Ann Arbor — Nine years. Some players barely can spit out the words without recoiling in disgust.
It has been nine years since Michigan won a Big Ten football championship, and if you’re sick of hearing about it, imagine the guys roaming Schembechler Hall. They hear it from Brady Hoke, from assistant coaches, from each other. The pass code to enter the locker room is a numerical reminder of the drought, punched in daily.
It was 2004 and the Wolverines didn’t even beat the Buckeyes that year. Since then, Jim Tressel has been deposed, Rich Rodriguez was disposed and Hoke arrived with a solitary mandate. He’s not afraid to admit anything short of a Big Ten title is a “failure,” and he hammers it to his team every single day.
The difference now? The Wolverines are getting bigger and bigger, and closer and closer to having the type of team that can hammer back.
“It’s unbelievable, really,” senior All-America tackle Taylor Lewan said. “We have a program that’s won 903 games, most in college football history. So you think, well, they should win a Big Ten championship all the time. What’s gonna happen if I come back 10 years from now and I stand in front of a bunch of people and I have to say I never won a Big Ten championship?”
Well, he wouldn’t be the only one. It was a strident theme as the Wolverines held their annual media day Sunday. They’ve won a BCS bowl and gone 19-7 in Hoke’s two seasons, but this is the step they must take next, before any talk of national aspirations.
Ohio State is a heavy favorite to win the Big Ten again — partly because the Buckeyes get one more free season in the lame Leaders division — but the Wolverines have their best shot in several years, with a workable schedule and upgraded talent.
“It’s the battle cry around here, the measure of how we really know we’re back to where we belong,” athletic director Dave Brandon said. “Until we win it, there’s gonna be high levels of motivation to fix that problem. Brady is absolutely perfect for this job, and it’s also the coaches he’s surrounded himself with. We look like Michigan again. We’re bigger and stronger and prepared to play more of the smash-mouth football that defines the Big Ten.”
Gardner can't wait
Mark Dantonio talked last week about being “inches” away, but hey, Michigan State earned a title share as recently as 2010. Ohio State and Wisconsin gobbled up the rest since 2004. The Wolverines have been pounds away but that’s changing, at least on paper and in pads. Denard Robinson is gone, and so are most remnants of the spread offense. Devin Gardner is a 6-foot-4 junior who can run, and could develop into an excellent pro-style quarterback.
For now, he’d just like to develop into a Big Ten championship quarterback.
“It feels horrible that we haven’t won one,” said Gardner, who completed 59 percent of his passes in five starts last season. “We haven’t done anything. I can’t wait to get the opportunity.”

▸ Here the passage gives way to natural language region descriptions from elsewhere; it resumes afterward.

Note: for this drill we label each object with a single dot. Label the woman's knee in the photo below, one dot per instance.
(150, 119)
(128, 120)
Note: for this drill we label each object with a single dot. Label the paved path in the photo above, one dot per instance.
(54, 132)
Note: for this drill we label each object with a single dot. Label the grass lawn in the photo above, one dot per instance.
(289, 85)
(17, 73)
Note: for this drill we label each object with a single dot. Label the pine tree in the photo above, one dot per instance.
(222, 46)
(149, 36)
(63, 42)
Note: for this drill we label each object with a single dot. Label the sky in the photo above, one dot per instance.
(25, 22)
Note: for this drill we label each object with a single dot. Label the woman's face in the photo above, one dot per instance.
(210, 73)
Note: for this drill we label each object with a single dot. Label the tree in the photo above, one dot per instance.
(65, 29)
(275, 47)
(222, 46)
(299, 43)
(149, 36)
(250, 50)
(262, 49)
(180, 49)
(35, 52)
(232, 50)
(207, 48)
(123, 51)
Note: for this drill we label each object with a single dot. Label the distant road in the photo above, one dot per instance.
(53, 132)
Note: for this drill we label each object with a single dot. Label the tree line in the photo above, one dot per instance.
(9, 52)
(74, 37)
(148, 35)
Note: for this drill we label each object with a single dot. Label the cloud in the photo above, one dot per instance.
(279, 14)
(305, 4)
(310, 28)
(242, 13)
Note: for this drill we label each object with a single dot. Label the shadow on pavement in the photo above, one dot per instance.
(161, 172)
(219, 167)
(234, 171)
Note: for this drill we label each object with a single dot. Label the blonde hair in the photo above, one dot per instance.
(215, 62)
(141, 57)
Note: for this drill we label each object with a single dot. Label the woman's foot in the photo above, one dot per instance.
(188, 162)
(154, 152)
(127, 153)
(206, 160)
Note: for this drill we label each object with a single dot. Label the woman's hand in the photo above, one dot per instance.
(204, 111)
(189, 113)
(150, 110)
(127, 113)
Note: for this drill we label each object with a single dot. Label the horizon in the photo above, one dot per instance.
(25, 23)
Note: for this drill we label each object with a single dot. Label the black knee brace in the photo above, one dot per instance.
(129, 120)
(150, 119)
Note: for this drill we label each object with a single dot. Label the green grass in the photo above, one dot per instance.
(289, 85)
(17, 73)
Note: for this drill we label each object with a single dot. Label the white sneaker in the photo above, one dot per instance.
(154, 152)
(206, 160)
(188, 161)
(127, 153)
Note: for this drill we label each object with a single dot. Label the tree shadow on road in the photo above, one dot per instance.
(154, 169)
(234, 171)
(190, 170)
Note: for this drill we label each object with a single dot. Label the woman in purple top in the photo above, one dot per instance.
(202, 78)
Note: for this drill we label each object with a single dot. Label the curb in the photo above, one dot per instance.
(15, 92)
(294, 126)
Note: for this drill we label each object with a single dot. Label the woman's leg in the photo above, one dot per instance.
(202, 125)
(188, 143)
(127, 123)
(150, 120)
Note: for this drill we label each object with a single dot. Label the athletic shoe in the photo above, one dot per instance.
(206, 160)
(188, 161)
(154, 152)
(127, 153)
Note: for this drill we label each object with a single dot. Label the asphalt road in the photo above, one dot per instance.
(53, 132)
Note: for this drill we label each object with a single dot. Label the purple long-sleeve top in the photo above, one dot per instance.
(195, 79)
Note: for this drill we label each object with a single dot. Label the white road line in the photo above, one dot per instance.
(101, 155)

The Wolverines return only two starting offensive linemen — 6-8 Lewan and 6-7 right tackle Michael Schofield — but they’re adding raw beef (football term). Projected guards Kyle Kalis (297 pounds) and Ben Braden (314) are highly touted redshirt freshmen, and center Jack Miller is a 291-pound sophomore.
Remember all those sprightly backs and receivers skittering around with Robinson? They could be dynamic, but they’re about to be extinct in Ann Arbor. Longtime running backs coach Fred Jackson raves about his batch of seven running backs, almost every one topping 200 pounds.
Top recruit Derrick Green (240 pounds) looks like a tree stump that thumps, and that’s a compliment. Senior Fitzgerald Toussaint is 100 percent again after his horrible leg injury. From 198-pound Justice Hayes to 250-pound Wyatt Shallman, the backfield is so crowded, 168-pound Dennis Norfleet was granted his request to move to receiver.
“(Green) is a huge human being, but he’s got great feet, too,” Jackson said. “And I think Fitz will be better because he’s stronger, got more weight to him, and he’s definitely faster. … Brady is a big historian, and he’s pounding the fact we haven’t won in a while. Every day they hear something about it.”
With Urban Meyer cranking it up at Ohio State, it won’t get any easier. Michigan’s nine-year drought is the program’s longest since 1950-64, but at least now the Wolverines are back to a formula that worked before.
Don’t take it from me. Take a look at the Wolverines in the opener Aug. 31 against Central Michigan. Hoke’s red-hot recruiting added tons of size, and in the rugged Big Ten, that’s the preferred path.
Offensive line coach Darrell Funk said Sunday, “We finally have some guys that want to play physical,” an attitude that could alleviate the experience deficit. Hoke has a quiet confidence in his team, and I asked what element he must see before he knows it’s ready to win big.
“Playing fast and playing physical,” Hoke said. “I had this conversation with (wife) Laura Hoke last night. I don’t think we’re playing as fast as we need to play to be a championship football team.”
That’s a fairly typical lament early in fall camp. You can bet Hoke will bring it up daily, and it won’t be the only point he hammers.